OPINION:
When Ezekiel J. Emanuel, a key presidential health care adviser, told The Washington Times on Thursday that his “thinking has evolved” on the subject of health care rationing, he was making a distinction without a difference. Even his “evolved” ideas amount to nothing more than government rationing by another name.
Here’s what Dr. Emanuel told news reporter Jon Ward: “When I began working in the health policy area about 20 years ago … I thought we would definitely have to ration care, that there was a need to make a decision and deny people care.” And: “I think that over the last five to seven years … I’ve come to the conclusion that in our system we are spending way more money than we need to, a lot of it on unnecessary care. If we got rid of that care we would have absolutely no reason to even consider rationing except in a few cases.”
First of all, notice that he gives himself an out “in a few cases.” That is the health-care-rationing equivalent of being just a little bit pregnant. You either ration or you don’t.
Second, when it is the government, rather than private individuals through the open market, deciding what is or isn’t “unnecessary care,” and deciding what care to get “rid of,” then that by definition is government rationing. Government acts by compulsion. If government decides what is “necessary,” and grandma’s hip-replacement surgery is deemed “unnecessary” even if grandma wants the surgery, then grandma’s care has been rationed by the power of the state — no matter what words you use to describe it.
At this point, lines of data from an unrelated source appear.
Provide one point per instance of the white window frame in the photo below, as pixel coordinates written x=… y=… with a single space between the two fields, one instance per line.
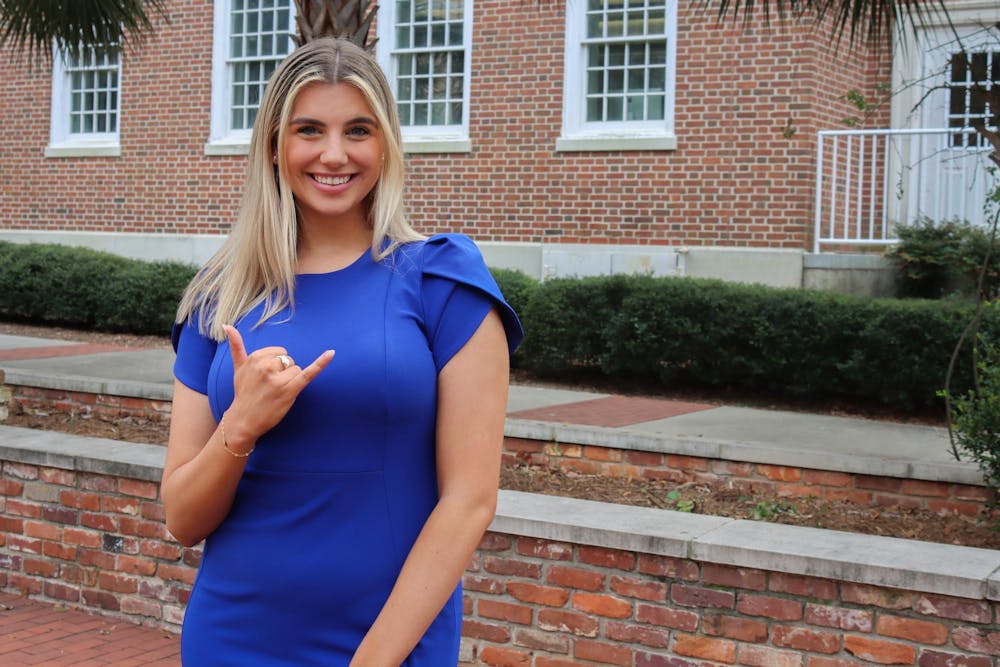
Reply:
x=429 y=138
x=222 y=140
x=580 y=135
x=64 y=143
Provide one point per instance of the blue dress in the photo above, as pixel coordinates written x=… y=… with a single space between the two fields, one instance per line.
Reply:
x=334 y=496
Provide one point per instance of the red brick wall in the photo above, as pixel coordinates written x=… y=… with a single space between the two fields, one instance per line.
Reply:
x=98 y=541
x=734 y=180
x=554 y=604
x=789 y=481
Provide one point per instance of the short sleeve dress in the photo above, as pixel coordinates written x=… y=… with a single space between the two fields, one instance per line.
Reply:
x=334 y=496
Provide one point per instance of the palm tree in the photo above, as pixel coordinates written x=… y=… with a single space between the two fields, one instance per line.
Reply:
x=350 y=19
x=33 y=26
x=869 y=21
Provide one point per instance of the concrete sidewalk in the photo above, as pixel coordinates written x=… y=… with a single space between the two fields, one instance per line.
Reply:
x=33 y=633
x=735 y=433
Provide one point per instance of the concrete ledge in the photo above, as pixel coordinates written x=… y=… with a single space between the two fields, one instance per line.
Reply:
x=74 y=452
x=31 y=378
x=921 y=566
x=748 y=452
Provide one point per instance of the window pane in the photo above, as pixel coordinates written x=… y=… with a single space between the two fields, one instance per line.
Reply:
x=259 y=40
x=93 y=91
x=402 y=37
x=595 y=82
x=655 y=107
x=420 y=114
x=439 y=113
x=430 y=72
x=595 y=109
x=636 y=80
x=437 y=35
x=635 y=107
x=616 y=81
x=616 y=55
x=615 y=108
x=657 y=79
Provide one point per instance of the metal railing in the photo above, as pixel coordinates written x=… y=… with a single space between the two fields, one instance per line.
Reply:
x=869 y=181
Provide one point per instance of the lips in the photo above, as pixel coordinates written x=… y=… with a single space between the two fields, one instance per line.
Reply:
x=331 y=180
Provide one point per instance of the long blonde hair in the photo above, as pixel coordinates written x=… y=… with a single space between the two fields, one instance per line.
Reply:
x=256 y=263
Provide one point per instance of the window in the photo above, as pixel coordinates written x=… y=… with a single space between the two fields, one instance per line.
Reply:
x=620 y=71
x=972 y=75
x=85 y=104
x=424 y=48
x=252 y=37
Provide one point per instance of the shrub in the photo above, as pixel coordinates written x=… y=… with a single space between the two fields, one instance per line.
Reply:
x=565 y=322
x=783 y=342
x=89 y=289
x=936 y=259
x=516 y=286
x=976 y=417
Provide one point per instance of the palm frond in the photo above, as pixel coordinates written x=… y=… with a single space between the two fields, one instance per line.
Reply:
x=350 y=19
x=870 y=21
x=33 y=26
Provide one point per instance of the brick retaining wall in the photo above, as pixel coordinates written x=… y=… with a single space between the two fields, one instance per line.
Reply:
x=791 y=481
x=558 y=582
x=944 y=497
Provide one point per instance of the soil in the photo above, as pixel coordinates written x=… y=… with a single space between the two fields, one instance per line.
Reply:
x=717 y=499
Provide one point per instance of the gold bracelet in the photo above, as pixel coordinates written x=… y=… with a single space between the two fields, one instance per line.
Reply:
x=225 y=445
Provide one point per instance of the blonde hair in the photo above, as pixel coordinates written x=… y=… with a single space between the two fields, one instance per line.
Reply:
x=256 y=263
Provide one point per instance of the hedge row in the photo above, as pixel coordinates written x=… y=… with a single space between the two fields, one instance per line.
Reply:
x=793 y=343
x=675 y=331
x=89 y=289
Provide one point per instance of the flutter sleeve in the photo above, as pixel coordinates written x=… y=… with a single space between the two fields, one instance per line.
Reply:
x=457 y=292
x=194 y=354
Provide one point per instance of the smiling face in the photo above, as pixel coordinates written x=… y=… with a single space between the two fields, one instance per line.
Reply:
x=332 y=154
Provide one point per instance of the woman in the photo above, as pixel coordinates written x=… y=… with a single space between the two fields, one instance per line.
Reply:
x=340 y=497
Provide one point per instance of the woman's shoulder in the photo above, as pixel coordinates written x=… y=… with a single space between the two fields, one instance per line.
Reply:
x=444 y=254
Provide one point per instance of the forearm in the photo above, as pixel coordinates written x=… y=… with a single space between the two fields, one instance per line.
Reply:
x=198 y=495
x=432 y=569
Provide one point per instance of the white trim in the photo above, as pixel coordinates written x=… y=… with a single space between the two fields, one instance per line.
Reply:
x=62 y=143
x=580 y=135
x=428 y=138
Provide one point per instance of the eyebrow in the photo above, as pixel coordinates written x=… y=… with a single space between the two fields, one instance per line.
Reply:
x=359 y=120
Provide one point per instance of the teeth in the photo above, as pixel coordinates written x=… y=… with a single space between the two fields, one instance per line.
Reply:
x=332 y=180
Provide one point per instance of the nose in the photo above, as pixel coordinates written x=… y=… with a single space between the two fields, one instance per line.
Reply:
x=334 y=152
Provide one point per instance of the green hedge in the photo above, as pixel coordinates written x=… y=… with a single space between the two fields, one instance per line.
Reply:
x=678 y=332
x=792 y=343
x=88 y=289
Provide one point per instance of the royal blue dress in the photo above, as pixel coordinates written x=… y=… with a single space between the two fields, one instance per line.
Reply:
x=334 y=496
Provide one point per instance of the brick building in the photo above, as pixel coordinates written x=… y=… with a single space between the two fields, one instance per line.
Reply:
x=563 y=136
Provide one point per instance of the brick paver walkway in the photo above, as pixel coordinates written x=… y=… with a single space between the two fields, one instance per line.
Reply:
x=612 y=411
x=35 y=633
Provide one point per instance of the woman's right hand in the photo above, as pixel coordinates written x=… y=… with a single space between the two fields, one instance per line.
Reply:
x=264 y=389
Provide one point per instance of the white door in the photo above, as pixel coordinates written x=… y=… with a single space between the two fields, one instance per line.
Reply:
x=952 y=168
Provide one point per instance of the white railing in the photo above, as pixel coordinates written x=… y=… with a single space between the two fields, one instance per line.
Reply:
x=868 y=181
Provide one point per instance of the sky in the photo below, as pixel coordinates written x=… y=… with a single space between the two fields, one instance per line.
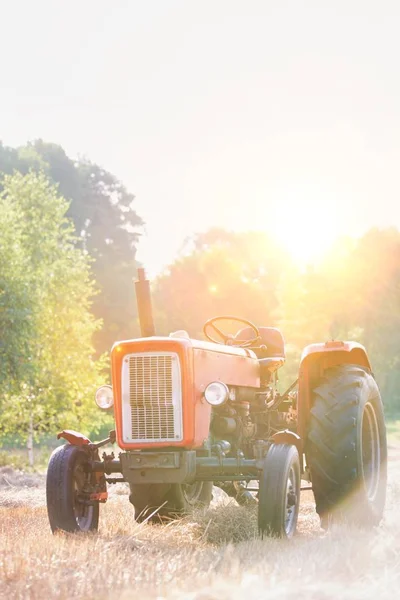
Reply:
x=281 y=115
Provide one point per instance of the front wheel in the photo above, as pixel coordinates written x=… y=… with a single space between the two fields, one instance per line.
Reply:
x=346 y=448
x=279 y=492
x=159 y=500
x=67 y=479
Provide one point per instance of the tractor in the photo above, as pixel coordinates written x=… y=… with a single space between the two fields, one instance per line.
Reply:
x=190 y=414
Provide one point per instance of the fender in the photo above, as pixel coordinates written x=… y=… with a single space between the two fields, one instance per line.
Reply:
x=315 y=359
x=74 y=437
x=288 y=437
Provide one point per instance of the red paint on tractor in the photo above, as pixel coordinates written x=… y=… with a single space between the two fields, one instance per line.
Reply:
x=74 y=437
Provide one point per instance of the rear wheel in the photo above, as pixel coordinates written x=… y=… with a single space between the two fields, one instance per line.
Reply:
x=279 y=492
x=168 y=500
x=67 y=480
x=346 y=447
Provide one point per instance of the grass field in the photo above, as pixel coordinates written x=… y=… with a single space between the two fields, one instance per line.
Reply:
x=211 y=555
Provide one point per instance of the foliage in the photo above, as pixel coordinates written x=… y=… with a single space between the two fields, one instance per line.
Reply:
x=107 y=225
x=219 y=272
x=46 y=327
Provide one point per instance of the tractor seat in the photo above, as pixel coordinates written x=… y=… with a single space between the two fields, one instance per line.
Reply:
x=270 y=350
x=271 y=337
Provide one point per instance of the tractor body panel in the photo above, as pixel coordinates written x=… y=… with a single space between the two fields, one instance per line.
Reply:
x=159 y=385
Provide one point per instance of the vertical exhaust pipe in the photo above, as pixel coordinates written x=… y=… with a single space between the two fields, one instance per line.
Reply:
x=143 y=299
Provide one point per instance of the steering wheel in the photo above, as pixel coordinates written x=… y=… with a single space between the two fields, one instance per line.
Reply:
x=229 y=339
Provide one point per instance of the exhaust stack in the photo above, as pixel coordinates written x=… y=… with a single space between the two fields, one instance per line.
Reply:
x=143 y=299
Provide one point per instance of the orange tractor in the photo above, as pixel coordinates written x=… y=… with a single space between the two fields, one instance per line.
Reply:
x=191 y=414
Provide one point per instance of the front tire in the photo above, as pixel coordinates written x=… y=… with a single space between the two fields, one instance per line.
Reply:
x=174 y=499
x=279 y=492
x=67 y=476
x=346 y=448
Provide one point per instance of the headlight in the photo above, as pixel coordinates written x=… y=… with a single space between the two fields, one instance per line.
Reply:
x=216 y=393
x=104 y=397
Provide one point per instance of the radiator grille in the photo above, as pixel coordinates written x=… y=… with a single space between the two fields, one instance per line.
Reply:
x=152 y=399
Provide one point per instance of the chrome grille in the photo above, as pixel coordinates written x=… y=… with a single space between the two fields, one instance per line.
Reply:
x=151 y=394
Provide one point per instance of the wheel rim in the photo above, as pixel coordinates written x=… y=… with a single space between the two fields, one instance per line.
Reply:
x=371 y=451
x=192 y=491
x=291 y=501
x=83 y=512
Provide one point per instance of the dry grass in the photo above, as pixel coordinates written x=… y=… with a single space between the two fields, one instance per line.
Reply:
x=211 y=555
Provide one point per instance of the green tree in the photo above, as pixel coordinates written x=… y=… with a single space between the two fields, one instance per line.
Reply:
x=48 y=373
x=106 y=223
x=220 y=273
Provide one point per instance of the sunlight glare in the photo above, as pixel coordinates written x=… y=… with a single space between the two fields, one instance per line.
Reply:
x=305 y=222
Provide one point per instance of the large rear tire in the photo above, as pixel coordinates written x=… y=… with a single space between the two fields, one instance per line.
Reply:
x=67 y=477
x=346 y=448
x=168 y=501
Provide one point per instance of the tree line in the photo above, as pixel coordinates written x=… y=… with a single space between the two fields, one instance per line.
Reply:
x=68 y=238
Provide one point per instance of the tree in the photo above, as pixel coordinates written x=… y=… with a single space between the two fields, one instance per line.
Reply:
x=48 y=373
x=106 y=223
x=219 y=273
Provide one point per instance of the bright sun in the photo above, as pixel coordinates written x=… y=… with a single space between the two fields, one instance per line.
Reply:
x=305 y=223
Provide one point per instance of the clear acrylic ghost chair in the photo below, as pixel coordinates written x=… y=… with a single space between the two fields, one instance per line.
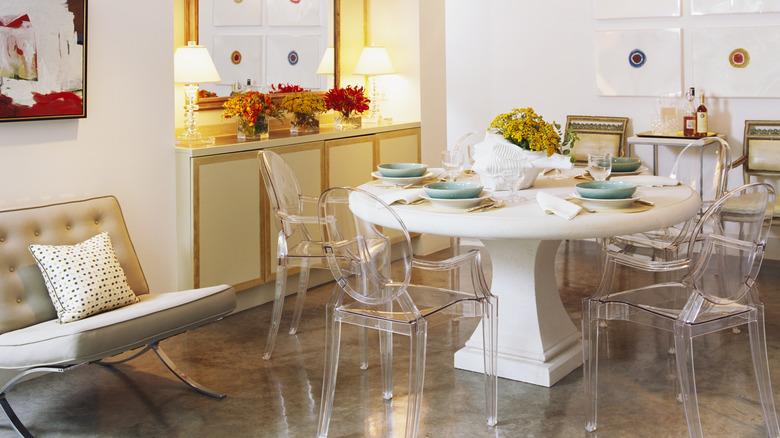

The reason people were wary of Dr. Emanuel in the first place is because of his writings from the 1990s in which (to quote one of them), he advocated giving younger people first dibs on medical care: “Unlike allocation by sex or race, allocation by age is not invidious discrimination; every person lives through different life stages rather than being a single age. Even if 25-year-olds receive priority over 65-year-olds, everyone who is 65 years now was previously 25 years.” In late 1996, he wrote that “services provided to individuals who are irreversibly prevented from being or becoming participating citizens are not basic and should not be guaranteed.”
As noted Friday by Ralph Reiland in the American Spectator online, Dr. Emanuel had not seemed to change much even as late as 2008: “Last year in ‘Health Affairs: The Policy Journal of the Health Sphere,’ Emanuel wrote that ‘Vague promises of savings from cutting waste, enhancing prevention and wellness, installing electronic medical records and improving quality are merely lipstick cost controls, more for show and public relations than for true change.’ ”
Ironically, those “vague promises of savings” are exactly the ones President Obama has been making in his fruitless attempts to claim that his plans won’t be exorbitantly expensive. Dr. Emanuel was right then: The only way to implement Mr. Obama’s proposals without breaking the bank is to impose the sort of rationing that Dr. Emanuel formerly pushed. That is morally unacceptable.